5/2/26

Just when we think the political movers and shakers of our time have run out of ways to shock our senses and awaken our fury, we find ourselves swiftly corrected….

Within the last seven days, a gunman from California allegedly attempted to assassinate President Trump and other Republicans at the start of an event this journalist found head scratching in the first place. (Why would journalists want to dine with and be the brunt of jokes for one who is constantly trying to silence and prosecute them for reporting on the misdeeds and illegal acts of his administration?) Though there was a moment’s talk about whether the Secret Service is perpetually falling down on the job, somehow the more important conversation was that the alleged attempt justified building a ballroom in the White House.

By Tuesday, the governmental department that once had justice as its overriding objective knocked the indictment of an alleged attempted presidential assassin off the front page with a shameful political indictment of former FBI Director James Comey. It was the second time that Mr. Trump’s minions with bar cards indicted the nation’s former top cop for a social media post it claims also endangered Donald Trump’s life. The post with the picture of seashells that arranged to say, “86 47,” under which Mr. Comey wrote the caption, “Cool,” was supposed to be some kind of incitement to violence against the president.

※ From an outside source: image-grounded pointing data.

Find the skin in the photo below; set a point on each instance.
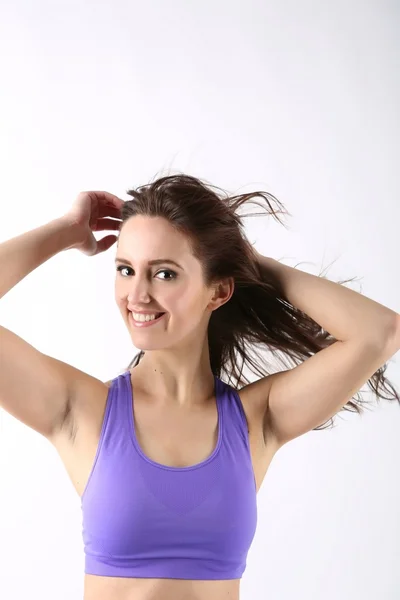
(176, 367)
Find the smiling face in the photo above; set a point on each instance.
(178, 291)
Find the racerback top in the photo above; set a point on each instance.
(144, 519)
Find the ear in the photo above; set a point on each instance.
(222, 293)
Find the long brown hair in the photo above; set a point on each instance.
(257, 315)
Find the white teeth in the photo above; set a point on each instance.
(142, 318)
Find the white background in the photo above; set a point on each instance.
(296, 98)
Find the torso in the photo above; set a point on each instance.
(169, 439)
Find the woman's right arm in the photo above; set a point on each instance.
(34, 387)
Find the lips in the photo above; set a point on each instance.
(158, 315)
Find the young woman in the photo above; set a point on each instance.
(167, 457)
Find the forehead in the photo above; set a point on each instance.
(146, 238)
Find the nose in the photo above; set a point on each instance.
(138, 293)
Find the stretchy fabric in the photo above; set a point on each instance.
(144, 519)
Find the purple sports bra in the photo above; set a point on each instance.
(144, 519)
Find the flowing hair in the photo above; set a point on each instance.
(258, 316)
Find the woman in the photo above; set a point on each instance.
(167, 457)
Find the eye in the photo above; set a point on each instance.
(172, 273)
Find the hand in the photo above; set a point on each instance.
(89, 213)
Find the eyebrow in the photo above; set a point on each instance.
(150, 262)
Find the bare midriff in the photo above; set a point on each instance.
(118, 588)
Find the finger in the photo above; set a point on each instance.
(106, 243)
(105, 210)
(103, 224)
(108, 198)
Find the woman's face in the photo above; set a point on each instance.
(177, 290)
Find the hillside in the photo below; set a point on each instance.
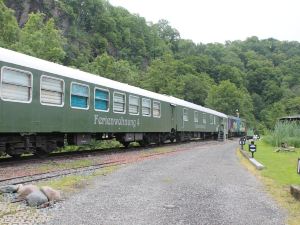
(260, 78)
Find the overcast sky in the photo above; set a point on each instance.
(209, 21)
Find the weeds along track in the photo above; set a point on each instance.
(29, 171)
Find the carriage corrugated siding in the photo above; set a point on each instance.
(42, 118)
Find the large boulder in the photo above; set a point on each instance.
(9, 189)
(36, 198)
(25, 190)
(52, 195)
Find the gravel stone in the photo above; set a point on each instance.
(9, 189)
(204, 185)
(36, 198)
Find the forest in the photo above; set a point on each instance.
(260, 78)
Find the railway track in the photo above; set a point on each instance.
(136, 156)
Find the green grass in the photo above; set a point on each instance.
(284, 133)
(279, 173)
(280, 166)
(65, 165)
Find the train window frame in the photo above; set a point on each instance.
(143, 106)
(121, 93)
(88, 97)
(153, 108)
(196, 117)
(108, 101)
(63, 91)
(138, 105)
(204, 118)
(185, 114)
(21, 71)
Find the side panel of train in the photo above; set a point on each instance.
(236, 127)
(38, 110)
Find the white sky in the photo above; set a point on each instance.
(209, 21)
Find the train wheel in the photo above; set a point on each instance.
(41, 153)
(16, 156)
(126, 144)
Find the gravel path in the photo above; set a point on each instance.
(205, 185)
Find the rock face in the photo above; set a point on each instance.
(52, 195)
(9, 189)
(34, 195)
(36, 198)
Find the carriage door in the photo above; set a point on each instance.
(173, 116)
(184, 116)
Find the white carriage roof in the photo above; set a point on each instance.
(17, 58)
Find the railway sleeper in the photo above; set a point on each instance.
(17, 144)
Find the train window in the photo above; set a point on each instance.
(16, 85)
(204, 118)
(80, 96)
(101, 100)
(156, 109)
(146, 107)
(196, 120)
(134, 105)
(185, 115)
(119, 102)
(52, 91)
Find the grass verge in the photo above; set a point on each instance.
(278, 175)
(72, 183)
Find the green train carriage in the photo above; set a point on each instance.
(42, 103)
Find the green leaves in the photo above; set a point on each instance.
(41, 39)
(9, 29)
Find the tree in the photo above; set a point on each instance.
(106, 66)
(196, 87)
(41, 39)
(226, 98)
(9, 29)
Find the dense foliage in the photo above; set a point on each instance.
(260, 78)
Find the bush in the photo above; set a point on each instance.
(284, 132)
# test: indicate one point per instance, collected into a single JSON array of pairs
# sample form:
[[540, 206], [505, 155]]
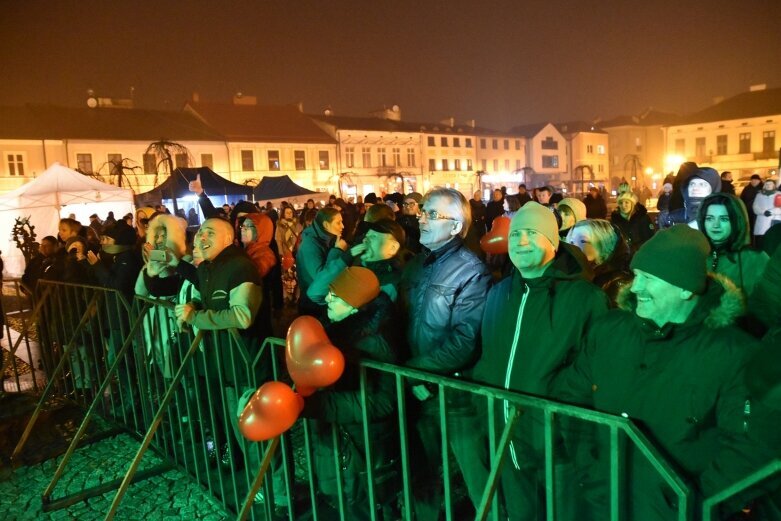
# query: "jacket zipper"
[[510, 364]]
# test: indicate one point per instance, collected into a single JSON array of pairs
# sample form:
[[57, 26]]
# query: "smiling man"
[[533, 323], [670, 359]]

The picture had seashells as the medium. Seashells. It used restaurant language that means something is sold out or has an issue, so take it off the menu. It does not mean the dish should never be seen again. But the DOJ has nothing better to do than run up the legal bills of a longtime public servant, since the firing of Attorney General Pam Bondi made clear that the Justice Department is supposed to be Trump’s personal law firm, in business to settle the wannabe mobster’s personal scores.

They filed the case in North Carolina, a presumably favorable jurisdiction. I would like to think it, like the first indictment, will be dismissed with ease, but my faith in the courts, the branch that is currently holding the democratic republic together with loose and crisscrossed stitches, has been weakened. Dramatically.

Those who work in and around Constitutional law knew it was likely, but that did not make what some call the gutting of a landmark piece of legislation, for which so many people literally shed blood, any less devastating. In a 6-3 vote along ideological lines, the Supreme Court decided that Section 2 of the Voting Rights Act, first signed into law in 1965, five months after the Bloody Sunday march across the Pettus Bridge in Selma, Alabama, was designed to protect voters from intentional discrimination, not discriminatory effects. The conservative-majority Court decided that it was not designed to prevent vote dilution, though Congress in 1982 amended section 2 to prevent just that. The Supreme Court’s new interpretation and new test for determining if Section 2 has been violated is not good.

Gerrymandering is about to become a sport of Olympic proportions, at every conceivable level of government in the nation. The only upside is that we can probably stop worrying about whether the president and congressional Republicans are going to try to cancel the midterms. Now, they may have more confidence they can keep control of the House, despite the president’s cratering poll numbers in several categories, including the war with Iran. Any growing congressional GOP confidence is reason enough to keep control of our collective wits through all the shocks to come and start getting out the vote right now.